Technology is advancing in all areas at what seems to be lightening speed. You can buy a new cell phone or tablet, and within a month a new improved version is being released. Medical technology now allows surgery with lasers requiring minimal recovery time. Changes are also occurring in the workplace.
Employers are moving towards utilizing technology to track a host of employee information. The restaurant industry has been collecting data from employees for quite some time. Restaurant Guard, a product originally introduced to help restaurants track employees, orders, and inventory, and be alerted to possible employee theft, has actually resulted in increased revenue to restaurants. Servers know they are being tracked, and thus encourage customers to have an extra drink or get a dessert.

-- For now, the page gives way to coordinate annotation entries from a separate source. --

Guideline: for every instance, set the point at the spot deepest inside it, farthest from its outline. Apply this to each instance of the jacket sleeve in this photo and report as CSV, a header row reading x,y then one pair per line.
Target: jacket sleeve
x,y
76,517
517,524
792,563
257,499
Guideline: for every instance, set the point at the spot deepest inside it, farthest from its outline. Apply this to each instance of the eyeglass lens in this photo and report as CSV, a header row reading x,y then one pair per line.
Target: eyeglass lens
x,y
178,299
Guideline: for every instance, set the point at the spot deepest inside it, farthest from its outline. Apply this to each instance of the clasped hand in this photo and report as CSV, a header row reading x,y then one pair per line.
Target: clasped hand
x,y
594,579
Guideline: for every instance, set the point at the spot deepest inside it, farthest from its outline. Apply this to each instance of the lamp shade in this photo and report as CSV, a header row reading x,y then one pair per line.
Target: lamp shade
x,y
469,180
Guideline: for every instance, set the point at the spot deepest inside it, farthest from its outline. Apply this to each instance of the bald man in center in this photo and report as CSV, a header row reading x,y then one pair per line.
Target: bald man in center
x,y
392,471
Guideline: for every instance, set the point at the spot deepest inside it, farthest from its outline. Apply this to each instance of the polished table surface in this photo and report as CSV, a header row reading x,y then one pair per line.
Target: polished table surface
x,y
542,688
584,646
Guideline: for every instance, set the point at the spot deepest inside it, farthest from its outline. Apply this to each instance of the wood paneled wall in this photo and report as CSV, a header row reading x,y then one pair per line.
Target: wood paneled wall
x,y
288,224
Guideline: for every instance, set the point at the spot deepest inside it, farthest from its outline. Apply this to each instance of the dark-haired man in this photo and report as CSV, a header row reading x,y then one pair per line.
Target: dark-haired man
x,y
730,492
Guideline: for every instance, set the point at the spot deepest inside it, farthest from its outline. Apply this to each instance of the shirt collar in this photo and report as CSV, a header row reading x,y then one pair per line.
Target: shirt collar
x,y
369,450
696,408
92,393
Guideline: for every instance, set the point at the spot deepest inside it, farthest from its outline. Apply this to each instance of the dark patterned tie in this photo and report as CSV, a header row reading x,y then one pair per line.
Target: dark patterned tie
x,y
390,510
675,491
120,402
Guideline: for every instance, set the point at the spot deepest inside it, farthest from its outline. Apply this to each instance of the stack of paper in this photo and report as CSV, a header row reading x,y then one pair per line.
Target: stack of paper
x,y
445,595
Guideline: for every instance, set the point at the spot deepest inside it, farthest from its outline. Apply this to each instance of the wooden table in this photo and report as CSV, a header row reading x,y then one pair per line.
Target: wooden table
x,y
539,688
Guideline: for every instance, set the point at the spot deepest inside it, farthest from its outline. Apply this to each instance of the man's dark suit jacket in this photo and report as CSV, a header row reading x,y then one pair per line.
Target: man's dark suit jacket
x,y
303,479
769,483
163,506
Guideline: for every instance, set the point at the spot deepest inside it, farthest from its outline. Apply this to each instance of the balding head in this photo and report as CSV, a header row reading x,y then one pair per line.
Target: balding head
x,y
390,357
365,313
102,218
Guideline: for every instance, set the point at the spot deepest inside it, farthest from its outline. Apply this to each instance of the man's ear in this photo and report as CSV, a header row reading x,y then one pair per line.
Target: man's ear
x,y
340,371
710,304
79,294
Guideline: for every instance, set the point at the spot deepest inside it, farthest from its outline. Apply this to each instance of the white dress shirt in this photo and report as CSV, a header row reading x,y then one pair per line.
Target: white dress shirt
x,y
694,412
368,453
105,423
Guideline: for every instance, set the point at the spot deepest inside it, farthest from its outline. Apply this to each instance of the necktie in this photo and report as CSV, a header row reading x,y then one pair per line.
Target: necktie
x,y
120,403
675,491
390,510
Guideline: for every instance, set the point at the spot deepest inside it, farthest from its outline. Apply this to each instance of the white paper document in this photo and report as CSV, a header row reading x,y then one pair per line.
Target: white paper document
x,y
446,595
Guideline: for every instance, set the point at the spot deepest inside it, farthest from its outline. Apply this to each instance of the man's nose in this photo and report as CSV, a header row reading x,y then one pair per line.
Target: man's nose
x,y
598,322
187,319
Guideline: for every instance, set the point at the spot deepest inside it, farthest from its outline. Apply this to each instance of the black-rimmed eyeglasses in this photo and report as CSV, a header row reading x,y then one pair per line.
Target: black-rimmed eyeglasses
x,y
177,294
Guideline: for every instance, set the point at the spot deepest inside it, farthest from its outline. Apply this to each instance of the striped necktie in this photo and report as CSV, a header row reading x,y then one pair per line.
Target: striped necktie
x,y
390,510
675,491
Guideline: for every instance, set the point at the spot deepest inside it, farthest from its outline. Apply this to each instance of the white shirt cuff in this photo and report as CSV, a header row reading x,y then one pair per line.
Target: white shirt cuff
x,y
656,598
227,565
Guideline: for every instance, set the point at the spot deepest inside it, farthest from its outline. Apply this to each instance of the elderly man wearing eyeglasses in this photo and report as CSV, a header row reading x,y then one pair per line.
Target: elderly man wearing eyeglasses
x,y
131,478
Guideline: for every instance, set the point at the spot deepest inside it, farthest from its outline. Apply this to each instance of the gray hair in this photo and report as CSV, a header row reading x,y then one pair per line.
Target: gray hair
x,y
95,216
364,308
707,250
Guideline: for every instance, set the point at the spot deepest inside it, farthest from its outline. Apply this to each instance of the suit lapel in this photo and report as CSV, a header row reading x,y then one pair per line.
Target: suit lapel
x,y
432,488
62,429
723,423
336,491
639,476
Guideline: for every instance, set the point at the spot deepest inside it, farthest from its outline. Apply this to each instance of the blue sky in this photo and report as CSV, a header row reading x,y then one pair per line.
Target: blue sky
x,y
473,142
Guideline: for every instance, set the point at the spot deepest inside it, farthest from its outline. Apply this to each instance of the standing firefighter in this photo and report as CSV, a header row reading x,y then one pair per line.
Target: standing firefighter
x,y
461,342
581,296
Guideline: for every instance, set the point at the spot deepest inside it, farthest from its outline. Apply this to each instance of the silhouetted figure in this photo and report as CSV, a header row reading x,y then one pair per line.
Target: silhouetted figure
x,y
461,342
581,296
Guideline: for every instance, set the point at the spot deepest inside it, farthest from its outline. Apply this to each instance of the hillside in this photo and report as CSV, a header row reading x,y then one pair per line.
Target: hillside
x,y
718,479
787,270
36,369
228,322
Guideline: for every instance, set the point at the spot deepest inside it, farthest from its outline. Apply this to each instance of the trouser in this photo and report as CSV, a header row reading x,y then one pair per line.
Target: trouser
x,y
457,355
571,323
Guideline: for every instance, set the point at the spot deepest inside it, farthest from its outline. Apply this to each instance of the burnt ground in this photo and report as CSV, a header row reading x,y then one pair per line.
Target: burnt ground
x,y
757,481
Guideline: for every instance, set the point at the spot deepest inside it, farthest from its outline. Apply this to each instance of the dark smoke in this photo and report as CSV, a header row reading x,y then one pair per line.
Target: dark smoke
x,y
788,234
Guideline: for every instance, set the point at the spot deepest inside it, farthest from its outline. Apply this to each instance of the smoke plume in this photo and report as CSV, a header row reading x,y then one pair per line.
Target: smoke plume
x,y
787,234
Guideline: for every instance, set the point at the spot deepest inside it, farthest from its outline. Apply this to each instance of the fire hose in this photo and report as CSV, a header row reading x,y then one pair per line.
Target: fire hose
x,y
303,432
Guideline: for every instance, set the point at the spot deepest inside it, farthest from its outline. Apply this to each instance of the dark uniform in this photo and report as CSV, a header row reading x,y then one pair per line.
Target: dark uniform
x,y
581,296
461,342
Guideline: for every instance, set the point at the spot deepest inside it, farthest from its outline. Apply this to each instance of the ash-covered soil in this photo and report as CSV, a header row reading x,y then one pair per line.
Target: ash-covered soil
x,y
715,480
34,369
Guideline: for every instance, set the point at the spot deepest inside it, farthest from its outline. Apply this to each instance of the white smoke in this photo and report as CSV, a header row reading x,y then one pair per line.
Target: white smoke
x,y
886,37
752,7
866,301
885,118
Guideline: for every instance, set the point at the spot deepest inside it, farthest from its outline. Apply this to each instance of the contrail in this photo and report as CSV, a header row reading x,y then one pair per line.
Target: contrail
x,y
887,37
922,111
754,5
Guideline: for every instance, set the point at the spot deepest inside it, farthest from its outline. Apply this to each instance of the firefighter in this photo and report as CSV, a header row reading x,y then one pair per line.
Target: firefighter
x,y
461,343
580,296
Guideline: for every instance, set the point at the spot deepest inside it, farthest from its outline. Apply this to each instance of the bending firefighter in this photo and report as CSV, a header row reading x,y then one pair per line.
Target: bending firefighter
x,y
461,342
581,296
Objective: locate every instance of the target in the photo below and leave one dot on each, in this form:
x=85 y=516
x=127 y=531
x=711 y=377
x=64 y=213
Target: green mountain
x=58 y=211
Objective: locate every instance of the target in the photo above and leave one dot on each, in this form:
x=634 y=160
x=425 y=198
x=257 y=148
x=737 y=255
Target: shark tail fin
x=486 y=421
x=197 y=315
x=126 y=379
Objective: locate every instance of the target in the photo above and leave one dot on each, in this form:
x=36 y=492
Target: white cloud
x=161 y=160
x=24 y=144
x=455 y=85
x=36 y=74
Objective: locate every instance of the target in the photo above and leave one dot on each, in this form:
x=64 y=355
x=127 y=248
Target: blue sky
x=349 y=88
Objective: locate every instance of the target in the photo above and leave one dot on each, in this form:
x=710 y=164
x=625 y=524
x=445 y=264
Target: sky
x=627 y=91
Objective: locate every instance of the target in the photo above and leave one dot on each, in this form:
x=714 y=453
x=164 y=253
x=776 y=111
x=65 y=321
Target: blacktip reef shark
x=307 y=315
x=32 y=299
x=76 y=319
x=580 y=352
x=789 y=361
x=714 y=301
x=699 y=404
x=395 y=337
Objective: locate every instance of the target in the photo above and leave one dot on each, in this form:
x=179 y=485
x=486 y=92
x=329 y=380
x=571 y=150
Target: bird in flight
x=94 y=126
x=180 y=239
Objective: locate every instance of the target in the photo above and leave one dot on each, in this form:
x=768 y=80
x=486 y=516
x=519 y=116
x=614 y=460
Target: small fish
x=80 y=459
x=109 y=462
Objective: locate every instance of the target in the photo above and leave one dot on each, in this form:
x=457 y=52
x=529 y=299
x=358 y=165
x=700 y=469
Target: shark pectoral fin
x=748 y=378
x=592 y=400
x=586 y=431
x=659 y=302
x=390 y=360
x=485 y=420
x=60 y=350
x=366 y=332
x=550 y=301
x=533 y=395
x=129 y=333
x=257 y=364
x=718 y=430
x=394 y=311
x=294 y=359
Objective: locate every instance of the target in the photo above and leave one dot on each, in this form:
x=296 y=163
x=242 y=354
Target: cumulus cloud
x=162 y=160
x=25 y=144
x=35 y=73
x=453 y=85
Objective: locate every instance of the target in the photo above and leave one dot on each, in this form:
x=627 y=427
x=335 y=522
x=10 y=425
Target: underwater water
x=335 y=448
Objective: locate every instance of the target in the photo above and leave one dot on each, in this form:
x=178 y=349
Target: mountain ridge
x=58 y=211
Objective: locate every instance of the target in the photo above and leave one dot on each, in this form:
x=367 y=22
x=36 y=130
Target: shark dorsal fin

Sociometric Solutions is a new company which advises companies on human dynamics research through the use of sensor-rich employee ID badges. The sociometric ID badges are equipped with two microphones, a location sensor, and an accelerometer. The purpose is to monitor the communication behavior of individuals. Employees elect to have their data collected by Sociometric Solutions. Sociometric Solutions gathers the raw data but only provides aggregate statistics to the employers. The results of one study conducted at Bank of America call centers resulted in the company introducing a shared 15 minute coffee break. This resulted in a 10% increase in call handling productivity, and a 70% decline in employee turnover.
Utilizing digital tools for workplace monitoring can be both good and bad. The overall concern is, what is the “right” level of monitoring and why is it being done? As with any type of new monitoring/tracking technology there are concerns about privacy issues.
Workplace analytics is a new business arena that is making use of technology. The law will have to catch up and address the privacy questions raised by this type of tracking/monitoring technology in the workplace.